Coincidentally, tomorrow is Saudi Arabia’s “day of rage,” a protest weeks in the making on Facebook. It could be sparsely attended or … it could be huge. Guess what’s going to happen to gas prices if tens of thousands turn out and the Kingdom suddenly looks unstable?
So, at 11:15, President Present will try to get out in front of this one and calm people down in case things look bad. The fact that he took the step of scheduling a presser in advance instead of doing something impromptu in the afternoon tells you how high the White House thinks the chances of a big demonstration in Saudi Arabia are.
The White House announced late Thursday that President Obama would address reporters on Friday about rising energy prices.
Administration officials did not preview what Obama would say at the press conference. Over the last few days, the White House has so far not joined calls by Democrats to tap the Strategic Petroleum Reserve for oil in the wake of the unrest in the Middle East, although officials have said the president is considering the idea.
Enjoy the Wisconsin and NPR posts tonight because this news cycle may shift very quickly. The Saudis have been preparing for this for weeks: First they tried to shore up public support with a new package of economic reforms, then they drafted 10,000 troops and deployed them to the Shiite provinces in the east. All protests have been banned, naturally, and for good measure they got the country’s top clerics to issue a fatwa declaring demonstrations un-Islamic. An ominous footnote:
The council called upon the authorities to “do their job in line with the law of the land,” in what seems to be a religious permit to use force against demonstrators.
They’re already using force, actually. At least three people were wounded today in protests in the eastern Shiite part of the country. In another incident, Saudi police fired over the heads of demonstrators when they attacked one of the security agents filming the protest. But violent repression is the norm; what’s unusual is that there are people willing to invite it by turning out in the streets.
But cracks are beginning to show in the repressive atmosphere of fear. Saudi social media has been abuzz about the so-called Arab spring, and online speech has gets bolder by the day, says Fouad Alfarhan, the country’s most prominent cyber activist, who has been jailed in the past for his work. “There is really a high-intensity dialogue,” he says. “People are hoping. People are demanding reforms.”…

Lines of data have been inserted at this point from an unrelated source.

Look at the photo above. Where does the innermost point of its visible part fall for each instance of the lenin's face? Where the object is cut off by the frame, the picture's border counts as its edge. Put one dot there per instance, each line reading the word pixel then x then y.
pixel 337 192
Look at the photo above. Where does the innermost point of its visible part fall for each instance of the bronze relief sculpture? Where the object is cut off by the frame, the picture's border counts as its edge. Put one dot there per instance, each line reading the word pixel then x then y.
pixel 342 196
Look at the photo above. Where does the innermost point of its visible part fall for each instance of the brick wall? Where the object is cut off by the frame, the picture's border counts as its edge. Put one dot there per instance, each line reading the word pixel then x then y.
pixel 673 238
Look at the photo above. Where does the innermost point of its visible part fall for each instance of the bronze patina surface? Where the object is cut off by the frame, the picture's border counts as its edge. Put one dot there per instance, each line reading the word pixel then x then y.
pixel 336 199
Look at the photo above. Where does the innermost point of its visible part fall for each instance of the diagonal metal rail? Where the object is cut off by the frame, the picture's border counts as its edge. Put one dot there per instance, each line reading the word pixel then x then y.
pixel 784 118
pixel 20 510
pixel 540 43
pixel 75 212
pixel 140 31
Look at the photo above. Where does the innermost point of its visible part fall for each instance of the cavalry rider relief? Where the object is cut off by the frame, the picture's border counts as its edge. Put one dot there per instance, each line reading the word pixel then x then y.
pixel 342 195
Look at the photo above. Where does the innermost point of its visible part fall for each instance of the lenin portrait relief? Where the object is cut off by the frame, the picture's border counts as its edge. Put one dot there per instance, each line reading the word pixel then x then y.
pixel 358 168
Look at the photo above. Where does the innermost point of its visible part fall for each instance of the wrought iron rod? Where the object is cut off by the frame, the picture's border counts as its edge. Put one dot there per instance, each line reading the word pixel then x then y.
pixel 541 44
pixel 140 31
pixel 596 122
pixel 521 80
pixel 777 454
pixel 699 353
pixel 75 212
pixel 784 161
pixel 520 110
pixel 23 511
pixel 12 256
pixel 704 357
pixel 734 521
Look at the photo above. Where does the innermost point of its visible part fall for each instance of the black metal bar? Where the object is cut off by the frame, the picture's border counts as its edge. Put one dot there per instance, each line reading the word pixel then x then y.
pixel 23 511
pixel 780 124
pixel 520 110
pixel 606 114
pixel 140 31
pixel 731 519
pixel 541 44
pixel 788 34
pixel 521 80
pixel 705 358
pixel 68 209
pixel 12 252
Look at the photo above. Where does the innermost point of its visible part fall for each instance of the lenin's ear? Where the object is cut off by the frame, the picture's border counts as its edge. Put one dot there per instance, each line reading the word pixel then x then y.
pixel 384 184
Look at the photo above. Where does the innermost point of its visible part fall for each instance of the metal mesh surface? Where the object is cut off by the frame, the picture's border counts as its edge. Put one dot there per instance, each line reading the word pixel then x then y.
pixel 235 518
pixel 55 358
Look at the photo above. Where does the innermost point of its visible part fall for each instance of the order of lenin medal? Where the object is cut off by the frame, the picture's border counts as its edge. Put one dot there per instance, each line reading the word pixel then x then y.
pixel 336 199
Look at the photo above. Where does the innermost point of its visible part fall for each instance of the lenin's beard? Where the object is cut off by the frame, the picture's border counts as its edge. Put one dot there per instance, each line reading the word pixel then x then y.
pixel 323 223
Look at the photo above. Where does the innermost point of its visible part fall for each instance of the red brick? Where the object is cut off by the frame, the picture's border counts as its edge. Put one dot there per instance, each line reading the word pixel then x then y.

The Saudi royalty does have reason to worry. Complaints over government corruption reached a fever pitch earlier this year, when Jeddah saw a repeat of the deadly floods that hit in late 2009 and killed what residents claimed were hundreds of people (the government has admitted to far fewer). An air of uncertainty surrounds the monarchy, with the 87-year-old King Abdullah experiencing health problems and the crown prince—Abdullah’s half-brother, and hardly a spring chicken at 83—in poor health as well. In addition to the petitions, activists last month announced the establishment of a political party, a direct affront to Saudi law, and reported the arrests of many of its founders. Dr. Mohamed Qahtani, a prominent lawyer and activist in Riyadh, says his phone has been ringing off the hook lately with calls from relatives of the scores of people who are imprisoned in the country, who have recently begun to mobilize. “These people are looking for the moment to go out,” he says.

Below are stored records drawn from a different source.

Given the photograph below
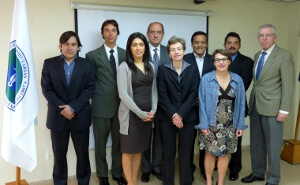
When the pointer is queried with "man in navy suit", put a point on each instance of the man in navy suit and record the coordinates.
(241, 65)
(68, 82)
(202, 60)
(155, 34)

That’s why the White House is worried, and that’s why we’ve quietly moved from a policy of regime change in the region to “regime alteration.” It’s all geared towards protecting our “friends” in Riyadh and preventing the oil apocalypse that would crush America’s economic recovery (not to mention Obama’s reelection chances). In fact, as I said once before, I’m convinced that this is a factor in why The One has been quiet-ish about Libya. He knows the Saudi protests are coming and he doesn’t want to do anything that will commit too boldly to helping scrappy rebels against an oppressive regime. Obama will vote present on revolution in the Kingdom, and a lot of other people will vote with him. Tomorrow — big day. Exit quotation from a Wall Street analyst on today’s Saudi demonstrations and the temporary oil sell-off they inspired: “The stakes just went up in a big way. Even if this was a minor incident, it was a jarring reminder of what could happen there.”